II. Refer the following vocabulary to portray one of the characters.
a loony/a nut/a wacko; steely-willed; suffers emotional disturbance resulting from a domineering mother; serves one’s own ego needs rather than the therapeutic needs of the patients; flamboyant; maintains the status quo; protests against heavy-handed rules; wise-guy.
- a silent, dignified, huge and towering Indian giant "Chief" - a "deaf and dumb Indian" "as big as a god-damn tree trunk" - with a father blinded after many years of alcoholism
- a pathetic, incessantly stuttering, paranoid boychild, thirty-year old Billy Bibbit - shy, virginal, impressionable, and deathly afraid of his mother
- an ineffectual, rationalizing intellectual Dale Harding - relatively sane but unable to get over his wife's betrayal and adultery when she "seeks attention elsewhere"

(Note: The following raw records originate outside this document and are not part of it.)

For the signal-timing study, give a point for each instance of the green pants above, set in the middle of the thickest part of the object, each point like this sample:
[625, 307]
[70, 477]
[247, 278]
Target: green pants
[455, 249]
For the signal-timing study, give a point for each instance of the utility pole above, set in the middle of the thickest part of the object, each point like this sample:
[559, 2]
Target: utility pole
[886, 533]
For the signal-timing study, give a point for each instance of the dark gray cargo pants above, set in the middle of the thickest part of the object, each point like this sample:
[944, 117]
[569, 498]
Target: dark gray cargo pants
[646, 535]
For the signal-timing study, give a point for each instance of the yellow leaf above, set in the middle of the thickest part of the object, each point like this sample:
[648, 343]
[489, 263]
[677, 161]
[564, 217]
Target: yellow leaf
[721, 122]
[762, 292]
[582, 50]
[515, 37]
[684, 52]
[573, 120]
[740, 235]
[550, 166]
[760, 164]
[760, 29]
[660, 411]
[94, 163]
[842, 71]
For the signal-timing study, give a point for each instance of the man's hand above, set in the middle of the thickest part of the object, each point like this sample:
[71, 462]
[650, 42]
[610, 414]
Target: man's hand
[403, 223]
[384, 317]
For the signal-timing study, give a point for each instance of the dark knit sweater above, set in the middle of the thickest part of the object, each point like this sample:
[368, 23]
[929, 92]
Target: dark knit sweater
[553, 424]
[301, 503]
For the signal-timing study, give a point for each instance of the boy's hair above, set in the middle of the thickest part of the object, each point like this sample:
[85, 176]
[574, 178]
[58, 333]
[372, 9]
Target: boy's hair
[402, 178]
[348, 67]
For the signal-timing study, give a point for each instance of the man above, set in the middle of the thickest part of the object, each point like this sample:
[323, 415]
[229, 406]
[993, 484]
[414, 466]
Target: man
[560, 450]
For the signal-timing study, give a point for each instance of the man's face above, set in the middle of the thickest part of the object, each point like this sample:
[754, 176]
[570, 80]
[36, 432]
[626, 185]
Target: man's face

- an insecure neurotic Charlie Cheswick lacking self-confidence
- a short, smiling Martini with an immature personality
- a cynical, trouble-making sadist Taber
III. Speak on the following.
- What is the film about? Where is the scene laid?
- What do you think about the protagonist of the film? What is the effect of his staying at mental asylum?
- Why doesn’t Nurse Ratched want to change the "carefully worked out schedule" and let the patients watch the World Series baseball game?
- Why is the fishing trip therapeutic for the patients?
- What is insanity? Is it a diagnosis of way of thinking?
- What do you think about the ending of the movie? What were Chief’s motives when killing McMurphey?
IV. Themes to consider:
- Physical and moral courage
- Humor and satire, the power of laughter
- Human freedom vs control
- Importance of sexuality
V. Role play
The doctors are discussing the treatment of mentally-ill patients. Some cling to traditional medicine (the use of electric shock therapy and strong drugs, stern control) while the others are insisting on therapeutic role of nature and understanding, importance of human freedom and feelings.